The white & black birds below are winter plumage Sanderlings, our speckled friend is a Spotted Sandpiper with the final shot is that of a Ruddy Turnstone. All of these images were made at what once was the best place I have ever seen to make close-up pictures of shorebirds. They were made here in my hometown of Racine along the shores of Lake Michigan just south of Wind Point Light. A good spring or fall would bring you four different habitats along a narrow shoreline where the birds would forage within a few feet of you. My last trip here was a few years ago and the shoreline had disappeared along with the birds.
Good Medicine Many years ago I was at Hawthorn Hollow Nature Sanctuary standing around waiting for the participants of a fall workshop to show up. I have never been very good at waiting, when I know I have a job to do. I had the beginning of the workshop organized in my head so I decided to poke around with a camera.

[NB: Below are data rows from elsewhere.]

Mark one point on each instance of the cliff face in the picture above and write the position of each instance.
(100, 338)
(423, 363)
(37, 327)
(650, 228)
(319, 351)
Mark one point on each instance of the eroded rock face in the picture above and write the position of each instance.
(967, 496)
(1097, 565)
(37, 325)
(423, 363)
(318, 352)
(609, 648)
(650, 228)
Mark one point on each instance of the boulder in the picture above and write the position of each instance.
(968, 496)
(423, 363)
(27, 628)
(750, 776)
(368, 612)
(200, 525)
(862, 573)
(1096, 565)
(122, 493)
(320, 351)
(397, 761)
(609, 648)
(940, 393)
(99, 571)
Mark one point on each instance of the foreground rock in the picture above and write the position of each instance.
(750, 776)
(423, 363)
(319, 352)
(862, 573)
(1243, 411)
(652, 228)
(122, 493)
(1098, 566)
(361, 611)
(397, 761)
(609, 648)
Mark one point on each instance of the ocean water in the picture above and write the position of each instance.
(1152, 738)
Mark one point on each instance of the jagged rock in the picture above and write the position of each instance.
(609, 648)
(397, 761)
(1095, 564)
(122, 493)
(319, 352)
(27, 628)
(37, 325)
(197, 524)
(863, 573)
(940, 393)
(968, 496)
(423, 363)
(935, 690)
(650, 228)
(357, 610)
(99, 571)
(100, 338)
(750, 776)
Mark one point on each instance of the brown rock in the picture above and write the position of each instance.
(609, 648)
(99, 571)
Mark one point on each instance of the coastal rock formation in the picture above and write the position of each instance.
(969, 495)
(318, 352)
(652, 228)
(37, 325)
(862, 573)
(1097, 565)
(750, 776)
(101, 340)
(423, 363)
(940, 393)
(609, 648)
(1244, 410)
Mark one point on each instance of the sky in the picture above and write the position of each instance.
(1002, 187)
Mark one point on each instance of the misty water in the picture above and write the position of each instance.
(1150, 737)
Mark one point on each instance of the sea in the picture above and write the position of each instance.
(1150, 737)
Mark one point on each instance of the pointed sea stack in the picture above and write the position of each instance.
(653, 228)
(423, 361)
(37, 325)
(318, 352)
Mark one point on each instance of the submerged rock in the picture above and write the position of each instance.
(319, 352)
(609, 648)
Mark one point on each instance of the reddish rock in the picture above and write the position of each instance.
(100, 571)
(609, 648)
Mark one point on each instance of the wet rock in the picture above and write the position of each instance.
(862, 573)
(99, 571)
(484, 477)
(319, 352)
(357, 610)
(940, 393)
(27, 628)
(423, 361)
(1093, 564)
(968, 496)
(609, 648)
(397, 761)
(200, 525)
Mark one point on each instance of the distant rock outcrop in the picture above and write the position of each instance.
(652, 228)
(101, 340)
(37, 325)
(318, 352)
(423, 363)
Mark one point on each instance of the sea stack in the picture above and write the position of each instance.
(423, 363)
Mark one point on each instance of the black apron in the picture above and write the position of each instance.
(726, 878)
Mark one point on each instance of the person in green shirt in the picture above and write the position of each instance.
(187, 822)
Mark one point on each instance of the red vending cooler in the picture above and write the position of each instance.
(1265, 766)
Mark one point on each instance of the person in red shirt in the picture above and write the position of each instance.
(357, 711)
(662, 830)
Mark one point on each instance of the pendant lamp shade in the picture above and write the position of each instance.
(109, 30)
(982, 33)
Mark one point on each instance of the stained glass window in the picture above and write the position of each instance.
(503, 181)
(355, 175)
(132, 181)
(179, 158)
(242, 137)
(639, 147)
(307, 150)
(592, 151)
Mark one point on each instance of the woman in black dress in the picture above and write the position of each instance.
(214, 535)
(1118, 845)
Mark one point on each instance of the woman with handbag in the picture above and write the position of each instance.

I had dedicated about three minutes to my photography when the first three participants arrived and I put my camera away. I rarely took pictures during a workshop that I was conducting.
I have many times spoken of and written about the therapeutic values of getting out in nature and exploring with a camera. It can deliver you from the confining business of all of those other things that occupy your mind. Even when the job at hand is guiding a photography workshop, taking some time for myself and creating images brought forth the relaxation needed to talk about the very subject that I was using as a sedative.
This is how I celebrate sunshine on an autumn day.
Getting out in nature with your camera and letting your creative juices flow, is “good medicine” as far as I am concerned. Even if it you don’t make a picture, your observance of the natural world will both heal and reinvigorate you. When you do make pictures you have a memorial of what you experienced. With the right attitude it really does work.